Menurutnya, dengan adanya keberanian masyarakat untuk melaporkan tindakan kekerasan yang menjadikan perempuan dan anak sebagai korban. Maka akan membantu pemerintah daerah untuk melindungi perempuan serta anak di daerahnya.
“Dahulu mungkin banyak yang takut untuk melapor, tapi sekarang sudah banyak yang berani karena akses laporan dan sarana melaporkannya makin baik.
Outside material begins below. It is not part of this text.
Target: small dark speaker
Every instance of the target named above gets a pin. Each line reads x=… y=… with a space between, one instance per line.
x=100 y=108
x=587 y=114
Jadi edukasi berani melapor akan terus dilakukan. Sebab dengan berani lapor sama saja dengan berkontribusi dalam mencegah terjadinya peluang tindakan serupa di tempat lain,” tambahnya.
Ia juga mengharapkan masyarakat dapat terus berkontribusi melindungi perempuan dan anak di lingkungannya.